Но если комплектующие для суперкомпьютеров терафлопного класса еще можно, при всех ограничениях, приобрести на свободном рынке, то элементы для экзафлопных машин в обозримом будущем на свободном рынке приобрести будет уже невозможно.

 И что же нам делать?

— Начать с того, что восстановить электронное машиностроение. Для него уже есть задачи. Есть три ключевые машины, необходимые для организации производства чипов. Это имплантер, машина травления и фотолитограф. Они определяют уровень технологии. И в Академии наук — акцентирую на этом внимание: именно в Академии наук — есть научные заделы по всем трем машинам. Весь вопрос в том, что эта задача в условиях развала РАН и в рамках существующей экономической модели нереализуема.

 А почему?

— Как я уже сказал, в нынешней экономической модели единственный критерий успеха — сиюминутная прибыль. Когда, например, обсуждают вопрос о конкурентоспособности нашей экономики, на самом деле имеют в виду только финансовую конкурентоспособность. В основе которой лежит принцип «максимальная прибыль за минимальное время». Фактически это означает, что реальный сектор экономики России должен работать с эффективностью финансовых институтов, шоу-бизнеса, потребительского сектора. А чтобы быть конкурентоспособным на поле технологических машин, надо вложить огромные деньги на длительный срок. И только потом что-то получить. При этом, конечно, конкурировать с мировыми лидерами, теми же Соединенными Штатами, при неочевидном результате.
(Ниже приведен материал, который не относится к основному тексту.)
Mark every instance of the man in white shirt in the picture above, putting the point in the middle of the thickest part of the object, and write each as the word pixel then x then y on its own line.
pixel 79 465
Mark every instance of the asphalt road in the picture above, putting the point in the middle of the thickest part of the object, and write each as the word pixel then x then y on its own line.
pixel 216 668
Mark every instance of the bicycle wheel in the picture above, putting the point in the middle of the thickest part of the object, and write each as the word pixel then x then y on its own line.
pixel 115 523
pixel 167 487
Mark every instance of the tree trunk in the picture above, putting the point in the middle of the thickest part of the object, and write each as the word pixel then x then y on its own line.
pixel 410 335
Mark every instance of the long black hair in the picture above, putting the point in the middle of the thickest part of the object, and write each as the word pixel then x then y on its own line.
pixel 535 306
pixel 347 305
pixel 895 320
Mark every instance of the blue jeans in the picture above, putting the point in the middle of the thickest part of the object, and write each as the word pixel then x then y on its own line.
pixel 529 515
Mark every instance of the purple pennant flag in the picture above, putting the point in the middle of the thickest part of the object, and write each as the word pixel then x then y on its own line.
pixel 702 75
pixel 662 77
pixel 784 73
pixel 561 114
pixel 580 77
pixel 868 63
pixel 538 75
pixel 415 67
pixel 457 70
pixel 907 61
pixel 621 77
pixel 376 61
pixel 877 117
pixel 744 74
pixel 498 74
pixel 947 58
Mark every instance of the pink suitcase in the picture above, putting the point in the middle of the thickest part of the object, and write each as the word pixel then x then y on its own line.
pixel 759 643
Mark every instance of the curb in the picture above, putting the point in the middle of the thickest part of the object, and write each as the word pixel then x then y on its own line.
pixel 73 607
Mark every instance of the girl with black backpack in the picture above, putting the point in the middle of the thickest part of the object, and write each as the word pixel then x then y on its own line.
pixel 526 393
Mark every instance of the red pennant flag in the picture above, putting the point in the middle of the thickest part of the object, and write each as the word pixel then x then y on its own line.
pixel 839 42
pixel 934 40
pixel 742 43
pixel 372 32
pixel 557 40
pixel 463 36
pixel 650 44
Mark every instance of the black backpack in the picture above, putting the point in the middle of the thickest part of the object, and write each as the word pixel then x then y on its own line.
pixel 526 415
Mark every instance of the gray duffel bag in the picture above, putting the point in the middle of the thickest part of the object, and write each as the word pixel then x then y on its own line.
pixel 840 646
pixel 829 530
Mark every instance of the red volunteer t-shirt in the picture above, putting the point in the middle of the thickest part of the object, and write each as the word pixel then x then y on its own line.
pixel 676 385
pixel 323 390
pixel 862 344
Поэтому в рамках финансового подхода такое оборудование производить не надо. Надо его покупать. И не то, которое требуется, а то, которое продадут.

Объясняя свою позицию, я обычно привожу в пример Японию. Как известно, Япония делает собственные суперкомпьютеры на основе собственных микропроцессоров. Но на рынке их нет. Она делает это не для того, чтобы на этом зарабатывать. Для Японии это демонстрация ее технологических возможностей, ее технологического паритета с мировыми лидерами. Она показывает, что является равноправным технологическим партнером в диалоге с США в этой чувствительной области. И наша задача такая же.

 Но без финансовой конкурентоспособности тоже не обойтись.

— Конечно. Но она, по сути, вторична. Она — следствие технологической конкурентоспособности. Финансовая конкурентоспособность компаний — лидеров мирового рынка основывается на их технологической конкурентоспособности, обеспечивающей производство продуктов с высокой добавленной стоимостью. В числе мировых лидеров на рынке информационных технологий шесть компаний, из них четыре из США. Это Apple (годовая выручка 156 миллиардов долларов, 76 тысяч рабочих мест), AT&T (126 миллиардов и 256 тысяч), Hewlett-Packard (120 миллиардов), IBM (106 миллиардов). Остальные две — южнокорейская Samsung (143 миллиарда, 221 тысяча человек) и японская Nippon Telegraph and Telephone (126 миллиардов, 205 тысяч человек).

Основа их финансового успеха — микроэлектронные технологии массового производства полупроводниковых изделий с высокой добавленной стоимостью. Кремниевая подложка, например, стоит 300–400 долларов. А то, что на ней получается в результате производства, стоит уже 300–400 тысяч долларов. Но чтобы получить такой финансовый результат, на каждый миллиард выручки в год каждая из этих компаний должна затратить не менее 200 миллионов на разработку новых технологических машин и технологических процессов и не менее 200 миллионов на модернизацию производства на основе этих новых машин и процессов.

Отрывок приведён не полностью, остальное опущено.